Miraba por un orificio de apenas milímetros en la puerta
cuando colocó el candelero en el fregadero y silenciosamente se escabullo hacia
la casa, creyendo no me daría cuenta. Estuve tan callado como nunca, tratando
de interponer mi oído al constante y estruendoso martillear de mi corazón
excitado, pretendiendo escuchar lo que hacía. Salir bien podría… Casi seguro
era una trampa. «¿Me aguardaba oculto en la esquina, a la derecha saliendo del
baño?, ¿estaba sentado paciente en la sala a que saliera por debajo de las
escaleras? ¿Qué debía hacer, joder… que hacer; a dónde ir? ¿Dónde estaba?». Mi
única opción era esperarle a que fuera a…
—Ah-h-h-h-h-h-h— bostecé con profundidad y placer—.
Me sentía adormilado, cansado intempestivamente.

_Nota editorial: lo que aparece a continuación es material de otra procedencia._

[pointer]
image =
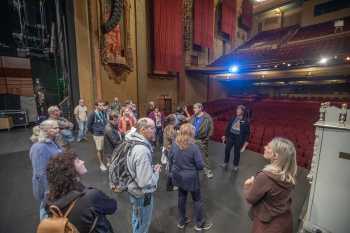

Me senté en
el suelo sin dejar de vigilar…
—Ah-h-h-h-h-h-h-h-h —El cuerpo se me estremeció al expulsar
el aire.
Bill entró al departamento y emparejó la puerta. Pasados…
—Ah-h-h-h-h-h-h-h-h-h-h-h.
…unos minutos, entré a la casa. «¿Qué me pasa?. Este sueño
repentino no es...»
Llegué a tirarme en el sillón, se me cerraron los ojos con
pesadez, por más que luche por no sucumbir ante Morfeo.
Desperté… «¿Cuánto tiempo había pasado?»—. Me levanté como
pude; y al hacerlo sentí una palanquilla en el borde del acabado del sillón.
Hallé otra más abajo… y una más en… Al
accionarlas el asiento se botó; y con mi ayuda terminé por destapar el sillón-cofre,
ante… Dentro había copiosas sombrillas en una bolsa marcada con la palabra Umbrella, y… una máscara de Neme…
—Ah-h-h-h-h —Oculté la bolsa bajo la chimenea y me tendí en
el afelpado interior del cofre, cerré apenas supe podía abrirse más fácil por
dentro que por fuera… Sellé con delicia mis ojos y —¡No puedo perder!— Apagué
mi fatigado cerebro.
Envenenado
Corría de tío David, trepé tan aprisa como pude por el
barandal, hasta llegar a la azotea. Cerré la puerta con candado para obstruirle
—estaba muy agitado—. Con una moto cierra derribo la puerta; volaban astillas y
chispas al ritmo del estruendoso motor. Me gritaba e insultaba sin parar… Su
rostro era otro; era un desquiciado, ya no él. Asustado y temiendo por mi vida
salté de azotea a azotea —Al caer el viento se sentía pesado, y la adrenalina
prolongó mi caída—.
Las paredes de la mansión se contraían, se cerraban hacia
mí.
La serpiente, el cocodrilo, los animales del zoológico.
¡Aléjense!
Podía oír a los cuervos graznar; cristales rotos y sirenas
de policía. ¡Debo llegar a la jefatura, hoy es…! Me alcanzan, son demasiados, y
el puto cuchillo no sirve, la munición no dura. ¡Los devoran vivos!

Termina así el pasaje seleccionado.